I use repetitive elements and schemas to reinforce the constant viral presence among us and in the way they reproduce exponentially. I emphasize and alter their original forms in order to create an effect parallel to that of their mutation when they adhere to the human originating from animals. The integration of viral elements have become paramount images after seeing the massive death of birds in the state of Arkansas in 2010. The ephemeral image of an Inca pigeon became the metaphor for our collective damage to the environment. The drawing burned on a plate using laser beams have made this a symbolic and significant act of this same act.
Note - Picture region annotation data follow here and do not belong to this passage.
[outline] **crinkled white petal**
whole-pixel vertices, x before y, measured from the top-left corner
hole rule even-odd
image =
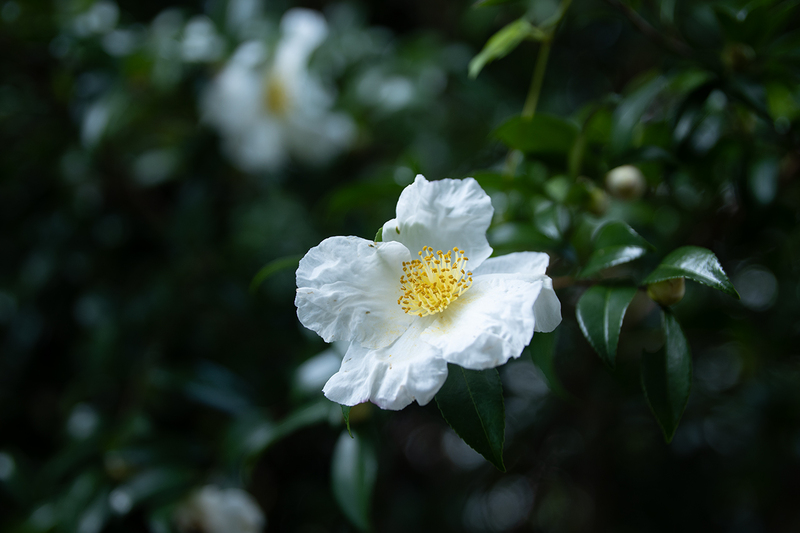
[[[534,331],[547,333],[561,323],[561,302],[553,290],[553,280],[545,275],[550,257],[541,252],[517,252],[491,257],[473,272],[475,276],[499,275],[509,279],[542,282],[542,292],[533,307]]]
[[[474,277],[472,287],[422,333],[442,358],[464,368],[484,369],[519,357],[534,330],[534,303],[543,282],[496,275]]]
[[[519,277],[539,279],[545,275],[550,256],[541,252],[516,252],[490,257],[473,268],[476,276],[483,274],[516,274]]]
[[[384,241],[398,241],[412,255],[423,246],[464,250],[474,269],[492,254],[486,230],[494,208],[489,196],[472,178],[428,181],[418,175],[397,201],[397,217],[383,226]]]
[[[417,318],[399,339],[378,350],[354,342],[322,392],[342,405],[371,401],[381,409],[399,410],[413,401],[427,404],[447,379],[447,363],[420,339],[432,321]]]
[[[533,314],[536,316],[534,331],[549,333],[561,324],[561,302],[553,290],[553,280],[550,278],[545,277],[542,280],[542,292],[536,298]]]
[[[400,243],[330,237],[315,246],[297,269],[297,316],[325,342],[355,341],[381,348],[402,335],[415,317],[398,305]]]

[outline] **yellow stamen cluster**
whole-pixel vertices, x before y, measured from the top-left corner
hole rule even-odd
[[[276,76],[271,76],[264,87],[264,104],[275,115],[283,115],[289,110],[291,99],[284,84]]]
[[[472,272],[464,268],[468,259],[463,250],[434,253],[430,246],[423,246],[419,257],[403,263],[403,296],[397,303],[406,313],[428,316],[444,311],[472,286]]]

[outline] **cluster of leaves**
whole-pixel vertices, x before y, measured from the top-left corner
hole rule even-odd
[[[357,146],[262,176],[198,127],[240,41],[227,3],[120,3],[108,27],[111,4],[0,6],[0,529],[170,531],[209,482],[287,530],[800,527],[796,2],[323,2],[312,67]],[[179,53],[196,16],[215,59]],[[392,108],[370,80],[430,90]],[[607,185],[622,165],[643,196]],[[481,183],[495,250],[551,254],[564,321],[345,428],[288,267],[367,235],[416,172]],[[646,295],[681,278],[669,309]]]

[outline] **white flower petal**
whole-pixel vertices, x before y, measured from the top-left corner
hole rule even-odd
[[[561,323],[561,302],[553,290],[553,280],[545,275],[550,256],[541,252],[518,252],[491,257],[476,268],[475,276],[499,275],[508,279],[542,282],[542,292],[533,306],[534,331],[547,333]]]
[[[351,344],[339,372],[322,389],[325,396],[342,405],[371,401],[391,410],[430,402],[447,379],[447,363],[420,339],[432,321],[416,319],[393,344],[378,350]]]
[[[479,276],[472,287],[422,333],[449,363],[484,369],[519,357],[533,336],[541,280]]]
[[[328,35],[325,18],[311,9],[290,9],[281,19],[281,34],[273,69],[281,77],[302,77],[312,52]]]
[[[400,308],[400,243],[330,237],[315,246],[297,269],[297,317],[325,342],[356,341],[381,348],[400,337],[415,318]]]
[[[545,275],[550,256],[541,252],[517,252],[491,257],[473,268],[476,276],[484,274],[519,274],[520,278],[539,279]]]
[[[383,226],[384,241],[399,241],[412,256],[431,246],[464,250],[474,269],[492,254],[486,230],[494,208],[489,196],[472,178],[428,181],[418,175],[397,201],[397,218]]]
[[[536,298],[533,314],[536,317],[534,331],[549,333],[561,324],[561,302],[558,301],[556,291],[553,290],[553,280],[550,278],[542,280],[542,292]]]

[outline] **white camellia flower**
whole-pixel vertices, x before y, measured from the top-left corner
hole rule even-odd
[[[178,529],[202,533],[261,533],[266,518],[255,499],[241,489],[206,485],[175,513]]]
[[[353,142],[352,119],[331,111],[334,95],[308,71],[327,33],[316,11],[287,11],[275,49],[243,43],[204,95],[204,119],[219,129],[223,149],[242,170],[275,170],[290,156],[322,164]]]
[[[561,322],[549,257],[489,258],[491,200],[472,179],[417,176],[383,242],[330,237],[300,261],[297,316],[326,342],[348,341],[323,392],[342,405],[425,405],[447,363],[485,369],[519,357]]]

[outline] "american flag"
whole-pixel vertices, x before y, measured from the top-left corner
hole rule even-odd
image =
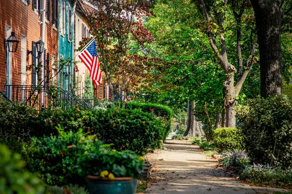
[[[89,70],[90,79],[97,86],[101,84],[102,78],[95,41],[91,43],[78,56]]]

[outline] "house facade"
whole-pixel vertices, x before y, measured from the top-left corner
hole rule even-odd
[[[0,37],[7,39],[14,32],[19,41],[16,52],[0,41],[0,90],[10,97],[9,86],[36,85],[52,73],[54,62],[49,59],[58,53],[58,32],[52,21],[58,16],[54,9],[57,3],[57,0],[0,0]],[[36,43],[40,39],[45,43],[44,52],[35,57],[39,56]]]
[[[51,85],[82,97],[88,73],[75,57],[74,49],[90,34],[86,12],[76,10],[77,1],[83,2],[0,0],[0,37],[7,40],[14,34],[19,41],[15,52],[8,50],[11,43],[0,41],[0,91],[9,98],[26,100],[26,90],[32,94],[36,86]],[[42,53],[37,52],[40,40],[44,43]],[[38,102],[44,108],[47,100],[44,99],[49,97],[46,92],[41,92],[43,99]],[[95,87],[96,97],[104,98],[105,93],[103,84]]]

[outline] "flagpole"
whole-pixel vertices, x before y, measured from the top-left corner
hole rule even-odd
[[[84,50],[87,48],[87,46],[88,45],[89,45],[90,44],[91,44],[92,42],[93,42],[93,41],[94,40],[94,38],[92,37],[92,39],[88,42],[88,43],[87,43],[87,44],[86,45],[85,45],[84,46],[84,47],[83,47],[83,48],[81,49],[81,50],[80,50],[80,51],[79,51],[74,57],[74,58],[73,58],[73,59],[75,59],[75,58],[76,57],[77,57],[78,56],[78,55],[79,55],[80,54],[80,52],[81,52],[82,51],[83,51],[83,50]]]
A story that prevails in my work in a very subjective way, is the idea of using parallels in the form of molds. These molds appear and disappear in our collective memory and are transformed with new knowledge into layers or strata. At the same time, I follow the models that Christian missionaries followed to colonize cultures outside Europe. The drawings of these routes are sometimes similar to the routes as viruses have spread. These drawings are immersed and sometimes covered by images of birds and the viruses that have destroyed them. The memory fades and is retained as Polaroid photos in hopes of avoiding the fear of losing that particular memory. The ritual act of creating images becomes an important element during the second layer of these works. The act of drawing with toner powder on prints has been a paradox between the reaction to the scourging of Catholics, as an introspective and skeptical act and the dynamic energy of hand drawing resulting from an existentialist and philosophical concern.